Sábado 17 de diciembre de 2011

Matan a motorista y cobrador en San Pedro Sula

10:03 pm  - Redacción 

Las víctimas fueron interceptadas en el sector de Chamelecón por criminales que les dispararon con un arma nueve milímetros.

Los cuerpos del conductor y el ayudante quedaron al interior de la unidad de transporte en la que trabajaban.
Los cuerpos del conductor y el ayudante quedaron al interior de la unidad de transporte en la que trabajaban. (Redacción)
Tegucigalpa,

Honduras

Jamás imaginaron que en el viaje de regreso que emprendieron desde Santa Bárbara hasta la capital industrial del país encontrarían la muerte.

Se trata del conductor y ayudante de un bus rapidito quienes fueron asesinados en la colonia Morales número dos del sector de Chamelecón. Las víctimas fueron identificados como Miguel Ángel Enamorado Martínez, de 24 años, quien era el conductor del rapidito 1622 de Transportes Pi-lo, que cubre la ruta Sabillón-Centro; y su ayudante Osmar Isaí Quinteros Rojas, de 19 años.

El doble crimen se produjo ayer alrededor de las 5:00 de la mañana en una de las calles de la colonia antes mencionada.
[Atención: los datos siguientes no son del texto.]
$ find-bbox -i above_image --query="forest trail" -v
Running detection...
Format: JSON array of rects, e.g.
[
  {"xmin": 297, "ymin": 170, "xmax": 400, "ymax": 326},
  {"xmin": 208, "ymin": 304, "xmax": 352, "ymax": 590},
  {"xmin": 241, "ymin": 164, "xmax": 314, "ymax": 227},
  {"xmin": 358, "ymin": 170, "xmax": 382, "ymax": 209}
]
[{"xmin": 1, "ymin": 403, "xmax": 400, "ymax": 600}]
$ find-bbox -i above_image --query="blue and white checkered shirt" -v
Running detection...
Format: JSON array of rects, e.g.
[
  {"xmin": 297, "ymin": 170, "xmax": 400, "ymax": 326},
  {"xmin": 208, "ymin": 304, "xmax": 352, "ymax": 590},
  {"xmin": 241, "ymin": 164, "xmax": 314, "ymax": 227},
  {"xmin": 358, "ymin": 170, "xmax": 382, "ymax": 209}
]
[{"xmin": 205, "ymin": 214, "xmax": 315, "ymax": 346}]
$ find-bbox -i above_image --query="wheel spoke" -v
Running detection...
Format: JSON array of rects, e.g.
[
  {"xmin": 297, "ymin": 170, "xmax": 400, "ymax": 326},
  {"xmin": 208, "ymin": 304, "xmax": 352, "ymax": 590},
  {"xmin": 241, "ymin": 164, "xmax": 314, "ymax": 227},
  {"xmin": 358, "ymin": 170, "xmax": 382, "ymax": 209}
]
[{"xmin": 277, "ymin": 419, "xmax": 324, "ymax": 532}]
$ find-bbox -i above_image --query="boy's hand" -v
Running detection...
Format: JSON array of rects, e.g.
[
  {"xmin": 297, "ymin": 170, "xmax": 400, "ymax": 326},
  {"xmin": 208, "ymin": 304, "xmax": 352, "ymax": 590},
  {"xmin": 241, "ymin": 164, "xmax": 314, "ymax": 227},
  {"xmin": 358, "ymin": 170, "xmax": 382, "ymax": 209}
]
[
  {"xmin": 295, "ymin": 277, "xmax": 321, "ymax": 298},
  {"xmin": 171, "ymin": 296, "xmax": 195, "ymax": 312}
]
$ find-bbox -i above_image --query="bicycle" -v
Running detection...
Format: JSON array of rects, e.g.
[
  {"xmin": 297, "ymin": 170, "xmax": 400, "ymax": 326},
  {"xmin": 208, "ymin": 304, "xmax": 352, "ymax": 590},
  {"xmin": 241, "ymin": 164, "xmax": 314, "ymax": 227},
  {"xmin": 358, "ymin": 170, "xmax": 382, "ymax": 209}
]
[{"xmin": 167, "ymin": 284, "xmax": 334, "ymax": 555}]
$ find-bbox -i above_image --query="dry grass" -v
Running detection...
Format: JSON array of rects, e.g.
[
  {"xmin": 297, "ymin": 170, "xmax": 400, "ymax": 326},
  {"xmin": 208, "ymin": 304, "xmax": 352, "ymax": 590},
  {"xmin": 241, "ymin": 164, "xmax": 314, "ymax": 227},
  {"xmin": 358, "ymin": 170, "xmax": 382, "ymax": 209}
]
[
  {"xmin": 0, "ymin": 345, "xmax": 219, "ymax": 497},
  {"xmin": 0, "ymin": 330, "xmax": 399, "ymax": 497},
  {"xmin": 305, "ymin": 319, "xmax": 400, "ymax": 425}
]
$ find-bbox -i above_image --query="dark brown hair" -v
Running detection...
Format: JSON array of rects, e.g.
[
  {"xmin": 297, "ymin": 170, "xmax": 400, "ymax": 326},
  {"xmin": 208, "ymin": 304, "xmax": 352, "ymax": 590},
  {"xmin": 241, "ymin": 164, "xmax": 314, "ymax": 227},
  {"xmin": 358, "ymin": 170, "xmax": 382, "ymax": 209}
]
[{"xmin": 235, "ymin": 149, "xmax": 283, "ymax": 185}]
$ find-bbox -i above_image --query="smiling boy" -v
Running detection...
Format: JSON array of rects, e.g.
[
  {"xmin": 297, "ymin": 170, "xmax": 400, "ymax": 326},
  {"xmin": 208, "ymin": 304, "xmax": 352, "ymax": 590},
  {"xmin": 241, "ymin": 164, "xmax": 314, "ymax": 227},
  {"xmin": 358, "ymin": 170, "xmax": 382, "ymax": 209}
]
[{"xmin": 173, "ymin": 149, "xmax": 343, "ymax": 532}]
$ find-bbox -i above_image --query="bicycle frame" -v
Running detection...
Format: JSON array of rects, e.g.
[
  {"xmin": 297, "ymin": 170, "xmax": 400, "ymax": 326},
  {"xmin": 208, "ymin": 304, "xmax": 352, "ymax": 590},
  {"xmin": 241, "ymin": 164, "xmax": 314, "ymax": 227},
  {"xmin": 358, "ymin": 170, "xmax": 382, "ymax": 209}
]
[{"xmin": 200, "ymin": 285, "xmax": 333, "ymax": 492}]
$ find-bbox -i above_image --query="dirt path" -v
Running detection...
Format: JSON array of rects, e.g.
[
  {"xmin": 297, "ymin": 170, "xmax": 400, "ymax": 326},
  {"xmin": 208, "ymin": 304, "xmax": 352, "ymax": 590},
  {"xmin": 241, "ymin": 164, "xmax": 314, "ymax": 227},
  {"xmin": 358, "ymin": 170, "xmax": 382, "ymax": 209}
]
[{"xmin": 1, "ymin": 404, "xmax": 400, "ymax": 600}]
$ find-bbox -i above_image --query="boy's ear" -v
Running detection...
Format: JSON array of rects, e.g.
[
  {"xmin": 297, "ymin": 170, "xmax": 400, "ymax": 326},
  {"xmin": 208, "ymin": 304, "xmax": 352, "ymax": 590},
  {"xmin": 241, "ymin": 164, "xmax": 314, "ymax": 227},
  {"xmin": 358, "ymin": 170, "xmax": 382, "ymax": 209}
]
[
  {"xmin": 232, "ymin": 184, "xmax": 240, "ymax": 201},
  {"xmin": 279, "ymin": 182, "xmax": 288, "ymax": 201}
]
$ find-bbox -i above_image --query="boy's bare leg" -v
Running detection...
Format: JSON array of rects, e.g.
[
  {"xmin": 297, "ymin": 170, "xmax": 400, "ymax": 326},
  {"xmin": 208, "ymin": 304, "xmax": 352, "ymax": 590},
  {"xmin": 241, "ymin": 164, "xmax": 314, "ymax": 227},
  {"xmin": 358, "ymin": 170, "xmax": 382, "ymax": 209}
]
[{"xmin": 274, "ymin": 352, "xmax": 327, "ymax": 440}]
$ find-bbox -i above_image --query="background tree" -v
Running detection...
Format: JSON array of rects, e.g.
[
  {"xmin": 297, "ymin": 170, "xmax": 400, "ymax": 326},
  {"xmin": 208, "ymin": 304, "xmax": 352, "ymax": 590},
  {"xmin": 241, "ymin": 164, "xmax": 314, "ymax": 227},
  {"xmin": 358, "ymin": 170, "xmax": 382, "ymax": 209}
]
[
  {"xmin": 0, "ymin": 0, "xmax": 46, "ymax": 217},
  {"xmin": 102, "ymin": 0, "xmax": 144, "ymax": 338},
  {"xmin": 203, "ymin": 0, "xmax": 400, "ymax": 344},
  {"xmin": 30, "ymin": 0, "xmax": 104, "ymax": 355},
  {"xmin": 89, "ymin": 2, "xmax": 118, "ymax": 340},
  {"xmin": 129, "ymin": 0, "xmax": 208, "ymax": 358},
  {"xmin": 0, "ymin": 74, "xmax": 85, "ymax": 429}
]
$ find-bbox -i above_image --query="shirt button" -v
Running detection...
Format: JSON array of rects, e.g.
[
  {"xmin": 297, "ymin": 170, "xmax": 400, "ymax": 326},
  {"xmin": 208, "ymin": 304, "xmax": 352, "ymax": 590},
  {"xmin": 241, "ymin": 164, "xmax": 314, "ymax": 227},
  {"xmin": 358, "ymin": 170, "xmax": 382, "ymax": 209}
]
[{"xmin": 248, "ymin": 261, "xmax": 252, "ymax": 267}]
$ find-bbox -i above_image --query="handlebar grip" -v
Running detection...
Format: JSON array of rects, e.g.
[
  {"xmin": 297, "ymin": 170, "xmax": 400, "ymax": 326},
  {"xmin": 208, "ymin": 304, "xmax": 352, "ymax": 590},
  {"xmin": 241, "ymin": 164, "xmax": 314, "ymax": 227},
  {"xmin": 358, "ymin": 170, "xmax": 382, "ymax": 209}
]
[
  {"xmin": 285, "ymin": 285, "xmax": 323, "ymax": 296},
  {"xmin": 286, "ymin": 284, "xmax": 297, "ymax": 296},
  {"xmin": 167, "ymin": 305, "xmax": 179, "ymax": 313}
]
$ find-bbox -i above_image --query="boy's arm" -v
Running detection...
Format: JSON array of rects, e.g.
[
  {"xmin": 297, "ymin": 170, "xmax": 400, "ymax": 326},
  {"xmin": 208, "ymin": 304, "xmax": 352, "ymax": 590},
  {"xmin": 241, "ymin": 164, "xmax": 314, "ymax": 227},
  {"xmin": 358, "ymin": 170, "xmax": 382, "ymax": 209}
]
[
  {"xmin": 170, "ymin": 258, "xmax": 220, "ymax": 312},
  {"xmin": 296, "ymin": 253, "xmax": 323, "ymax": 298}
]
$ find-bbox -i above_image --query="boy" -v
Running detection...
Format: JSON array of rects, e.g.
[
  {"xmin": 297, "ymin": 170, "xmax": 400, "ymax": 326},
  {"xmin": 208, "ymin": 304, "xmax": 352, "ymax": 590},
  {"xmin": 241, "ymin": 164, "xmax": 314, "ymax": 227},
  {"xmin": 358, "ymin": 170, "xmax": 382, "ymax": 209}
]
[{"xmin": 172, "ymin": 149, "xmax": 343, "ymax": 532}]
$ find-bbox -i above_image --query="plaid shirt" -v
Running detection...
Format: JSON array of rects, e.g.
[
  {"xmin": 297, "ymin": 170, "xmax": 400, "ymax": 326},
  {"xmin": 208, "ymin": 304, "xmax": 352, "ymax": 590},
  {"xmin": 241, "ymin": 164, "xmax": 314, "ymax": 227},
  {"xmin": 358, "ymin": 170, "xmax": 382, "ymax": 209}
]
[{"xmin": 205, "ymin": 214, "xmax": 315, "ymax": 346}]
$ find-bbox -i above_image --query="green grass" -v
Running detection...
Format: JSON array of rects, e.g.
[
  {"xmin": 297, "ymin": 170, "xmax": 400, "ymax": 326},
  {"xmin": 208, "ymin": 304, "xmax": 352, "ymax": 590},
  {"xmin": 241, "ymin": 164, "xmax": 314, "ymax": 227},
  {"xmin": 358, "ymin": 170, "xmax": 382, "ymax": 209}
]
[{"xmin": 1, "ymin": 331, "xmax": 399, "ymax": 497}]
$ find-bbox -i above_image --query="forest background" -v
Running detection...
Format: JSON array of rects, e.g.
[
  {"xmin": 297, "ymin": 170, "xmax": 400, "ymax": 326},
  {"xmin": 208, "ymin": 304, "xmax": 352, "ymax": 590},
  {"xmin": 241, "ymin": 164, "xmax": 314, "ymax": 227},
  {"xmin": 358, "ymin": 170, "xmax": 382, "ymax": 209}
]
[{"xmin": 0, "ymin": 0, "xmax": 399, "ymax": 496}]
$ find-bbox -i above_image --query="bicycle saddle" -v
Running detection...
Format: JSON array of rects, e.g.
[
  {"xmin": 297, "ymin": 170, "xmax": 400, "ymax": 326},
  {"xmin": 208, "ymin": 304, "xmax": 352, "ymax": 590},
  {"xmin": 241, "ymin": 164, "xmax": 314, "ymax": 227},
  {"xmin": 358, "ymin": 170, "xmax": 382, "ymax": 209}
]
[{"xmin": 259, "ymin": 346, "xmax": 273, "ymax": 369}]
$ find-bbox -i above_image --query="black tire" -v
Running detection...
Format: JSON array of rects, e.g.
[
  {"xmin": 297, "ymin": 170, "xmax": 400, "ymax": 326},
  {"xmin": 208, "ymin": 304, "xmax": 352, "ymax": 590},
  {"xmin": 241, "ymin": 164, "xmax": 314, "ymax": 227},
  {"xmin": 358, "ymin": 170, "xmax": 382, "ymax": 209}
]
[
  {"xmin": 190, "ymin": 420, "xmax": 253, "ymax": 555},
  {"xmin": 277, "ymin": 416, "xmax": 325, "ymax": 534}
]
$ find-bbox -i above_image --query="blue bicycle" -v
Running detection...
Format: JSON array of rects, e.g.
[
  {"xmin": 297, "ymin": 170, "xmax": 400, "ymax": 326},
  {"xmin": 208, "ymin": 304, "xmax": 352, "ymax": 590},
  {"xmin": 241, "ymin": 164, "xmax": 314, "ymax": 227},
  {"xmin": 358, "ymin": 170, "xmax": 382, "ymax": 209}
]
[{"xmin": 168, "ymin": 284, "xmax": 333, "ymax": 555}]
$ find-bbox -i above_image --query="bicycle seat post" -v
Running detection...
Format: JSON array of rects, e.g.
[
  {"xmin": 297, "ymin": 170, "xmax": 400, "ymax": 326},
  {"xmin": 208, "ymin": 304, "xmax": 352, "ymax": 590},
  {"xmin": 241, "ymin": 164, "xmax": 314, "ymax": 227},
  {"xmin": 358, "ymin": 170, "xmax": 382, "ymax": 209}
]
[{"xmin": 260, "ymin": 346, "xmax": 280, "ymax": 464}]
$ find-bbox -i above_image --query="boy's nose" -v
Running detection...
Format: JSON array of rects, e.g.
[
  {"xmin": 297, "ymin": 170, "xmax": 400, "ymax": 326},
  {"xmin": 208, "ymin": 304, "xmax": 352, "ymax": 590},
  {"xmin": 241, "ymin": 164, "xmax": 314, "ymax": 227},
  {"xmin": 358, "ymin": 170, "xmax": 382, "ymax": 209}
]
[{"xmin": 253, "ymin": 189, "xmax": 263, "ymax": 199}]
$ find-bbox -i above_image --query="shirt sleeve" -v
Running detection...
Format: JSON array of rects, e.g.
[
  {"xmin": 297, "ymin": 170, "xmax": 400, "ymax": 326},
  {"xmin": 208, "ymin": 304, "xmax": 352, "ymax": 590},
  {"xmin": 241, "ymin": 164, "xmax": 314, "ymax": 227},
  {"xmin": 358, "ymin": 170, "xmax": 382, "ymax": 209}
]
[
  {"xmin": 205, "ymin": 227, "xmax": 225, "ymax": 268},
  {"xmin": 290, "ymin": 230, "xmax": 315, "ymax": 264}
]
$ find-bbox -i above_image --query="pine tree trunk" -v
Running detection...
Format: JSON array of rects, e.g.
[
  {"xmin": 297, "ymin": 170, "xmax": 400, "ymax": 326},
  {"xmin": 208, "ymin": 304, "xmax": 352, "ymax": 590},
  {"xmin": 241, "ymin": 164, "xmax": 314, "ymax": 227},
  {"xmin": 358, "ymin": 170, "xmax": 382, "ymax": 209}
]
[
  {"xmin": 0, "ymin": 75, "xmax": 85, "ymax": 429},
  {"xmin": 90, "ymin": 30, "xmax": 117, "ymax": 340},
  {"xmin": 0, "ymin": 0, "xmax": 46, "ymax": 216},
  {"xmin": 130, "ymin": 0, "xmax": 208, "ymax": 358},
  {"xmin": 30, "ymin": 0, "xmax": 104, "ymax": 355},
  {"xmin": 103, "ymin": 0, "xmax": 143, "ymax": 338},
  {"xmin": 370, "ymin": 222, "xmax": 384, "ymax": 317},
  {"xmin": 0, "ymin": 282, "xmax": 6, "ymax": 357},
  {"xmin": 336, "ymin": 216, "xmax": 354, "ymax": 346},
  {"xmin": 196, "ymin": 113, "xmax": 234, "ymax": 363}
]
Testigos relataron a las autoridades policiales que el bus rapidito fue interceptado por un vehículo turismo del que bajaron al menos cuatro hombres armados con pistolas, quienes obligaron al conductor y al ayudante a bajarse del carro.

Al parecer, luego de una breve discusión, los criminales les infirieron varios balazos, acabando con la vida de los jóvenes de forma instantánea.

Los dos cuerpos quedaron boca abajo sobre la calle de tierra, a unos pocos metros del bus rapidito en el que se ganaban la vida. Mientras tanto los malhechores, al consumar el crimen, huyeron de la escena a bordo de un vehículo.

Tras escuchar el tiroteo, los vecinos de la zona salieron de sus viviendas para intentar socorrer a los muchachos, sin embargo, ya era demasiado tarde y únicamente dieron parte a las autoridades del hecho criminal.

Pesquisas

Familiares de las víctimas se hicieron presentes a la escena y entre el llanto y la indignación clamaban por un alto a la violencia. Uno de los parientes de los infortunados, que por temor no reveló su nombre, dijo que los jóvenes hace dos semanas habían sido amenazados a muerte por una banda de la zona que se dedica a cobrar el impuesto de guerra a los transportistas.

“Los delincuentes les habían puesto una fecha para pagar la cuota por el impuesto de guerra, pero ellos se habían atrasado y como no pudieron pagarla los mataron”, dijo uno de los dolientes.